US federal soldiers in the 1st Nevada Cavalry carried out the massacre of the people on September 12, 1865, across Peehee Mu’huh.
Eben said there were three survivors, and today the area where the lithium mine is under construction is an unmarked burial ground where the people remain.
"This is where our ancestors are," Eben said.
Eben said the risk of the man camp in Winnemucca poses great risks, especially the risk of sex trafficking, at a time when Indigenous women are missing and murdered across Indian country.
Eben said the U.S. government's Bureau of Land Management failed to carry out genuine consultation with Native Americans.
Will Falk, an attorney for Reno-Sparks Indian Colony, said federal laws do not protect massacre sites from mining, and the federal mining law of 1872 must be changed by Congress to protect sacred sites. Falk said there are more than 1,000 sacred sites here in the area of the open-pit lithium mine.
Falk said the only aspect that the tribes were allowed to ask for in federal court, by law, was for consultation regarding projects destroying their ancestral land. Tribes are not able to say to say to the federal government: No, you are not doing that here.
When there is mining on public lands, Native people are forbidden to go there and pray for their massacred ancestors, Falk said.
"This is a human rights violation," said Falk, pointing out that this is part of the United States government's ethnic cleansing.
Falk said wealthy corporations are prepared to fight changes to the 1872 federal mining law and this change will require massive civil disobedience.

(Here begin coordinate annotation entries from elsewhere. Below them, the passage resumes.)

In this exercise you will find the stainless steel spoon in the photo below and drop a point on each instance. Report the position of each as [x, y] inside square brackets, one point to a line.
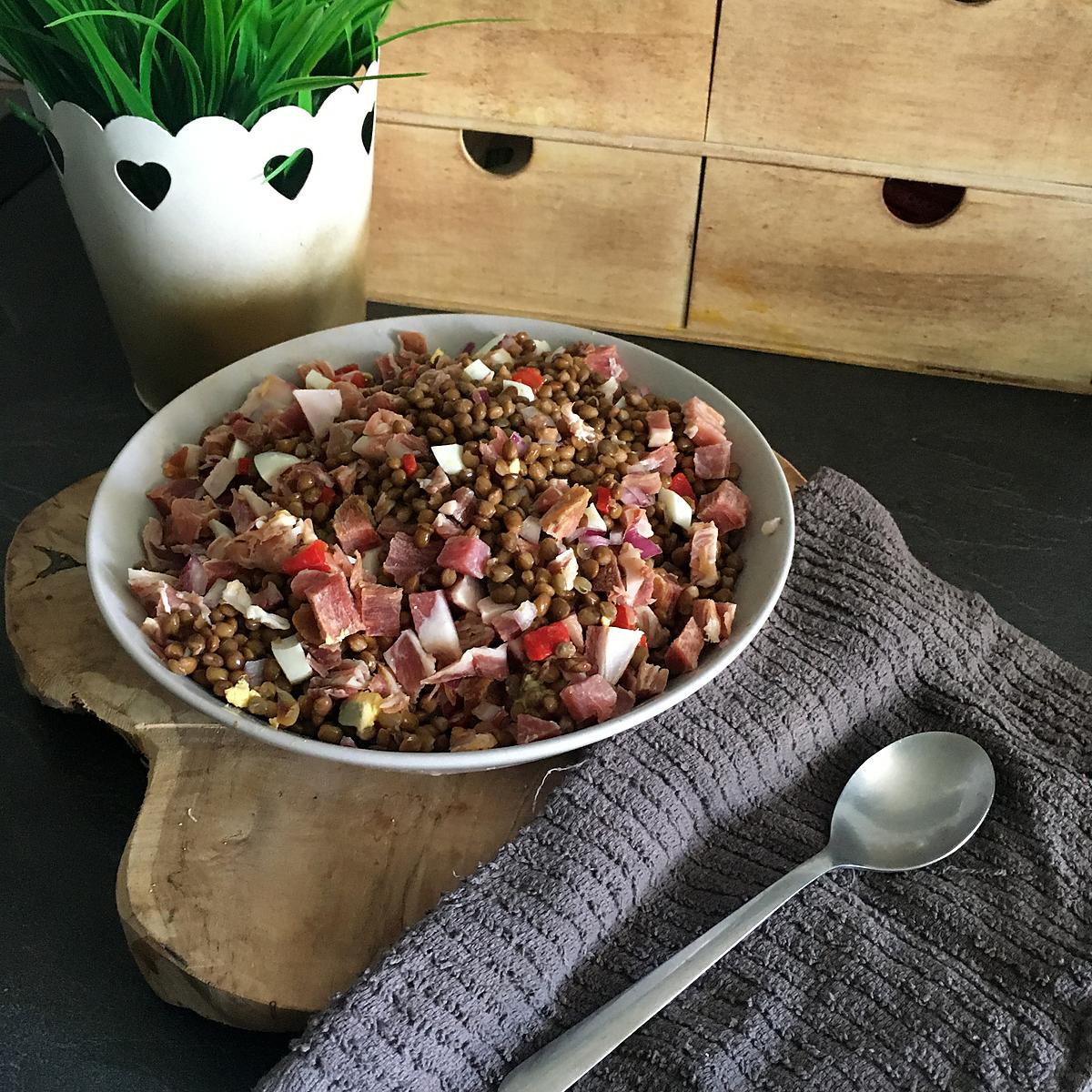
[910, 805]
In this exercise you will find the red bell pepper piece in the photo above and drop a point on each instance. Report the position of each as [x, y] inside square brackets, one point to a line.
[541, 643]
[682, 486]
[532, 377]
[310, 557]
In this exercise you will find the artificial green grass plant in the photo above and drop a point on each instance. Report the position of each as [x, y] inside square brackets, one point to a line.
[175, 60]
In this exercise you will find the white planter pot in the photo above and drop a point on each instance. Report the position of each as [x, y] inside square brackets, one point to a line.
[225, 263]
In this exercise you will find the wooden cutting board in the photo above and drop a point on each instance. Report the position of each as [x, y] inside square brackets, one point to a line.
[255, 883]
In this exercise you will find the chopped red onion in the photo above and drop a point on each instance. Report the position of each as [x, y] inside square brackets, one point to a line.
[642, 544]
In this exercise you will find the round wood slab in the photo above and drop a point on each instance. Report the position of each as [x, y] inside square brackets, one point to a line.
[256, 884]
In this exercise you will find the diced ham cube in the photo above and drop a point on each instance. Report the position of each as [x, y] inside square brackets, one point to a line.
[651, 681]
[660, 429]
[189, 518]
[347, 678]
[465, 555]
[727, 507]
[414, 343]
[443, 527]
[550, 496]
[354, 527]
[270, 398]
[489, 663]
[637, 580]
[703, 423]
[640, 489]
[431, 617]
[465, 593]
[592, 699]
[576, 632]
[626, 702]
[703, 544]
[410, 662]
[344, 478]
[708, 618]
[665, 593]
[713, 460]
[529, 729]
[461, 506]
[405, 558]
[380, 610]
[567, 511]
[650, 625]
[163, 496]
[683, 651]
[604, 361]
[437, 481]
[473, 632]
[511, 623]
[331, 601]
[727, 612]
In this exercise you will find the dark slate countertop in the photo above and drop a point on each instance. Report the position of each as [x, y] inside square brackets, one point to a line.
[989, 484]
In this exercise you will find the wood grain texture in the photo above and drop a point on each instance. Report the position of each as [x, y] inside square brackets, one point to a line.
[582, 234]
[256, 884]
[749, 153]
[614, 66]
[1002, 87]
[813, 263]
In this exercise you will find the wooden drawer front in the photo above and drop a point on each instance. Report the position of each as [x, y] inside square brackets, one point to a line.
[581, 233]
[634, 66]
[813, 262]
[1003, 87]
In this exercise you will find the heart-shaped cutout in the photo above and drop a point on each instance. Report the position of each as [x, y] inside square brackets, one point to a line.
[369, 130]
[147, 183]
[288, 174]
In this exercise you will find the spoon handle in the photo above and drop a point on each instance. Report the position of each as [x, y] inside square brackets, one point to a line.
[561, 1063]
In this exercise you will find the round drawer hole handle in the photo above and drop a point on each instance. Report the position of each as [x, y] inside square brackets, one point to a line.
[497, 153]
[921, 205]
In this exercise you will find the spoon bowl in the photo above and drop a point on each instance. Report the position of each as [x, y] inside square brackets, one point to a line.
[912, 803]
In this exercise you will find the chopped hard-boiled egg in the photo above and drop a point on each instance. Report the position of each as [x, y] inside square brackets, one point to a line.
[317, 381]
[272, 464]
[478, 371]
[236, 595]
[676, 509]
[490, 347]
[238, 693]
[521, 389]
[593, 519]
[449, 458]
[293, 660]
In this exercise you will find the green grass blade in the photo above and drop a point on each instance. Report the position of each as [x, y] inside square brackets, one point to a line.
[189, 63]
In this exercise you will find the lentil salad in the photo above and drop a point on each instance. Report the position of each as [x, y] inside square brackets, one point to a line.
[453, 554]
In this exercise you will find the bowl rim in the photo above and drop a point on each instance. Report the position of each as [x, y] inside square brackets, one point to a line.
[201, 702]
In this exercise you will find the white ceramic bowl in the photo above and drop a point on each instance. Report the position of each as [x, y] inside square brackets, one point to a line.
[120, 511]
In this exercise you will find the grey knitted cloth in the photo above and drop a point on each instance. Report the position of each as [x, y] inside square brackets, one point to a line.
[973, 975]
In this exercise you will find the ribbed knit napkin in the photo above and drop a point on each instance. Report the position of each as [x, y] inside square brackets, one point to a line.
[972, 975]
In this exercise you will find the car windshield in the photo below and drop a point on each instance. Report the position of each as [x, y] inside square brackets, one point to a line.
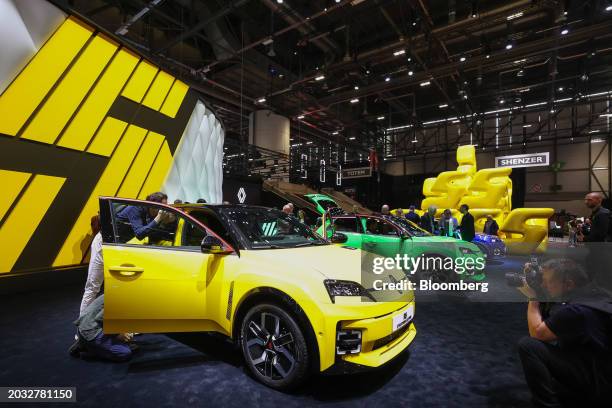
[410, 227]
[267, 228]
[327, 204]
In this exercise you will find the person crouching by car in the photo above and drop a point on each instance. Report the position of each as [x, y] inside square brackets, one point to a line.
[567, 357]
[93, 342]
[490, 227]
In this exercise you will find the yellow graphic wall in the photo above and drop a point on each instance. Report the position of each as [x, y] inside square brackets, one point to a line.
[86, 117]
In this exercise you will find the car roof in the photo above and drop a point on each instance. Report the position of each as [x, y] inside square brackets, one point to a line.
[195, 206]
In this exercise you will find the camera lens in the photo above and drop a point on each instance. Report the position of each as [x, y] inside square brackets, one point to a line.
[514, 280]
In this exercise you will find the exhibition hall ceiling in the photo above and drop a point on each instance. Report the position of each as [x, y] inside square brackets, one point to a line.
[346, 71]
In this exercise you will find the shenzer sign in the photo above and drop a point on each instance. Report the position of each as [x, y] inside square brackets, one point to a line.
[523, 160]
[356, 172]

The extraction method for lithium depends on the fossil fuel industry, and is not going to save the planet, he said.
"I don't know what part of blowing up a mountain is green."

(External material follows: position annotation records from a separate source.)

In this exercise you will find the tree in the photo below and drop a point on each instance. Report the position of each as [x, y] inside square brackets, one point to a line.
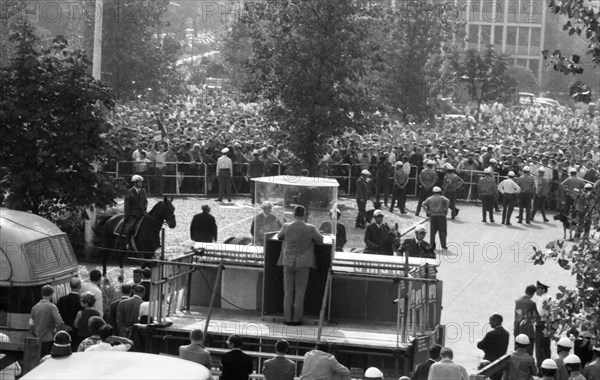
[138, 58]
[412, 43]
[52, 115]
[486, 75]
[583, 18]
[308, 58]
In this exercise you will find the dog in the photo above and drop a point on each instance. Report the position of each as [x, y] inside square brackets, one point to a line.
[369, 213]
[568, 223]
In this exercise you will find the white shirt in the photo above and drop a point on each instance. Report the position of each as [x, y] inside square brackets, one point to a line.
[224, 162]
[95, 290]
[103, 346]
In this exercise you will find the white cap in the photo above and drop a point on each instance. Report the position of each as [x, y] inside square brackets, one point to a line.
[572, 359]
[522, 339]
[549, 364]
[565, 342]
[373, 373]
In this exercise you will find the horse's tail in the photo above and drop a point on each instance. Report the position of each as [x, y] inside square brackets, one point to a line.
[99, 226]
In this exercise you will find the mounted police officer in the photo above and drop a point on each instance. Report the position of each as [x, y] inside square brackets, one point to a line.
[135, 206]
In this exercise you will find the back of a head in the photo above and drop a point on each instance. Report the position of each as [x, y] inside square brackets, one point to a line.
[446, 352]
[196, 335]
[47, 291]
[299, 212]
[95, 275]
[126, 289]
[434, 351]
[75, 283]
[94, 325]
[323, 346]
[235, 340]
[105, 332]
[281, 346]
[139, 290]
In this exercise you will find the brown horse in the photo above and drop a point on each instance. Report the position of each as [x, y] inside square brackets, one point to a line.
[147, 238]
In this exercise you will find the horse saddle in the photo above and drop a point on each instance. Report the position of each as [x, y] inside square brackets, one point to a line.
[119, 231]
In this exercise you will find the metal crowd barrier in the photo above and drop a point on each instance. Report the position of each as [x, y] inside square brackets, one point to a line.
[184, 178]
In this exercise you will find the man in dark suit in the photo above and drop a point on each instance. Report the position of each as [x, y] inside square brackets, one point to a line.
[68, 307]
[495, 342]
[417, 246]
[204, 226]
[379, 237]
[263, 223]
[195, 351]
[525, 316]
[146, 283]
[135, 206]
[112, 312]
[236, 364]
[280, 368]
[128, 311]
[422, 370]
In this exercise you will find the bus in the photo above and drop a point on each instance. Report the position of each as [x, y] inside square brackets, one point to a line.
[33, 252]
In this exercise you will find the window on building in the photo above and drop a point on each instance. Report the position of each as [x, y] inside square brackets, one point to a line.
[536, 41]
[474, 34]
[511, 39]
[513, 11]
[523, 41]
[475, 10]
[486, 35]
[498, 35]
[534, 65]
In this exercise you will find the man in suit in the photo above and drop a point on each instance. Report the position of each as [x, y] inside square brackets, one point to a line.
[204, 226]
[195, 351]
[236, 364]
[320, 364]
[263, 223]
[135, 206]
[362, 195]
[280, 368]
[128, 311]
[68, 307]
[146, 283]
[297, 257]
[112, 312]
[379, 237]
[422, 370]
[495, 342]
[525, 316]
[446, 369]
[417, 246]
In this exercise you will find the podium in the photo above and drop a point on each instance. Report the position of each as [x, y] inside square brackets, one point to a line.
[273, 279]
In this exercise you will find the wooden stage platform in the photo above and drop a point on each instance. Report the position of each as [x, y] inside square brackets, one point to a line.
[249, 324]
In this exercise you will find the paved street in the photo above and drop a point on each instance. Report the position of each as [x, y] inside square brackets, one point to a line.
[486, 268]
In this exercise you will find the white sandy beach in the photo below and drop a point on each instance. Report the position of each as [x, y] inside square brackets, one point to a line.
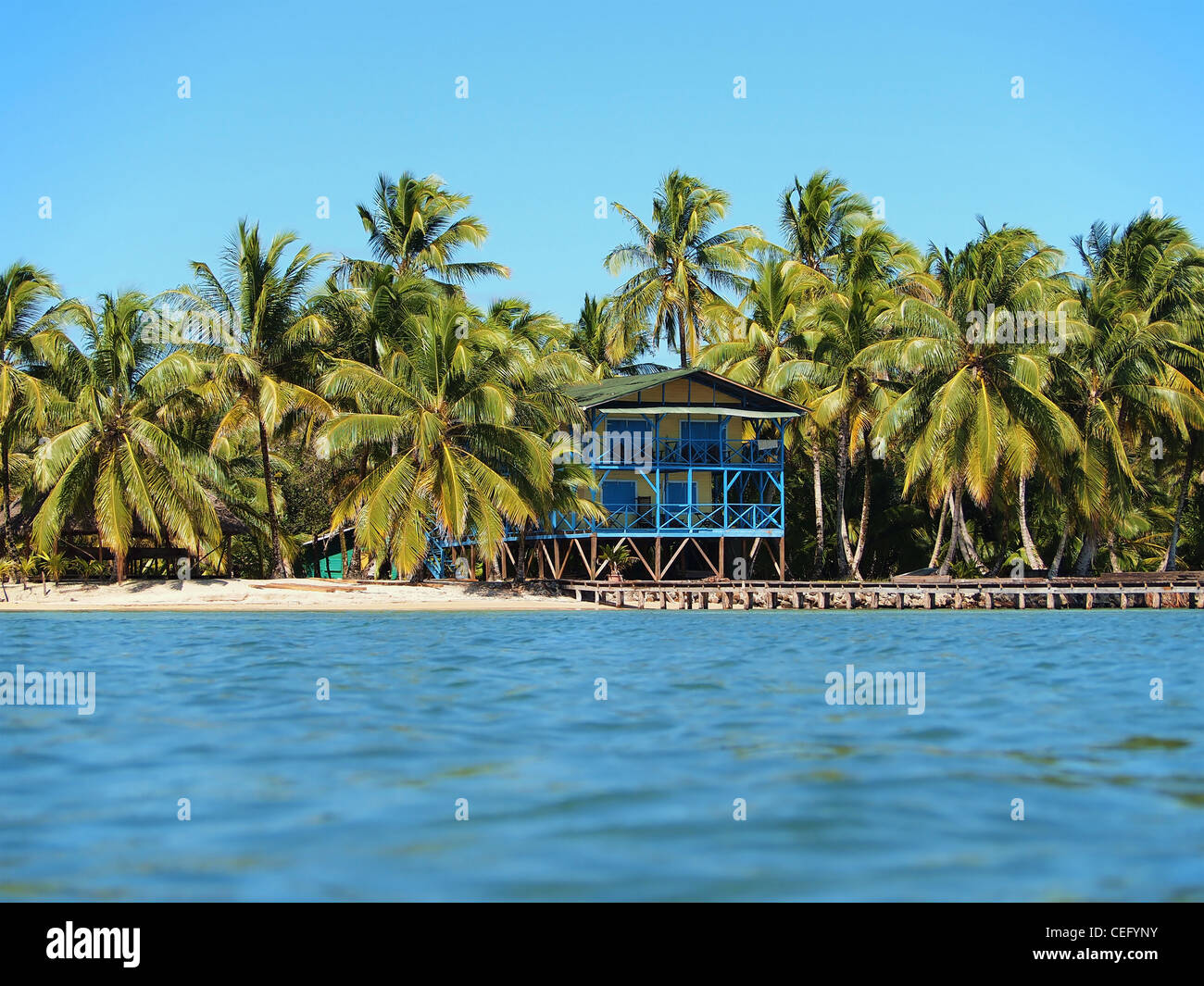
[273, 595]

Max Wilbert, who spent months living on the land, described how the struggle here links the people with the global struggles against the greenwashing for batteries for electric vehicles.
Wilbert said what is happening at Thacker Pass is not just a small dispute in a remote corner of the world, but is a "new frontier in the extraction economy."
It is the canary in the coal mine.
The Hongana Manyawa – which means ‘People of the Forest’ in their own language - are one of the last nomadic hunter-gatherer tribes in Indonesia. They are now battling the devastation of nickel mining for electric car batteries destroying their jungle homeland.
In the Democratic Republic of the Congo, children as young as four are being forced to slave for 12 hours a day in Congo 'horror mines,' extracting cobalt for the manufacture of mobile phones. For this, they receive just ten cents per day and are constantly threatened with violence.
In Serbia, there are mass protests in opposition to Rio Tinto’s plans to build a huge lithium mine. In Argentina, the people are speaking out and opposing lithium mining.
Wilbert, cofounder of Protect Thacker Pass, said there are currently more than 21,000 lithium claims in Nevada. Wilbert said electric vehicle emissions do pollute, and electric vehicles are a distraction, not a solution to climate change.
Thacker Pass is known as “Peehee Mu’huh” in the Paiute language and is home to sacred sites, harvesting and hunting grounds, ceremonial areas, and the locations of two massacres of Paiute children, women and men.
On November 9th, Northern District of Nevada Chief Judge Miranda Du dismissed a second lawsuit filed in February of this year by the Reno-Sparks Indian Colony against the Bureau of Land Management (BLM) for allowing the Thacker Pass Lithium Mine to destroy sacred sites in Thacker Pass without concluding tribal consultation. The Reno-Sparks Indian Colony was joined by the Summit Lake Paiute Tribe, and Burns Paiute Tribe in the suit.
Chairman Melendez said on Tuesday that an appeal is not being pursued by Reno-Sparks Indian Colony at this time, because it would be futile, due to the current laws, the position of the federal court, and the fact that the sacred sites would be destroyed during the long delays of court action.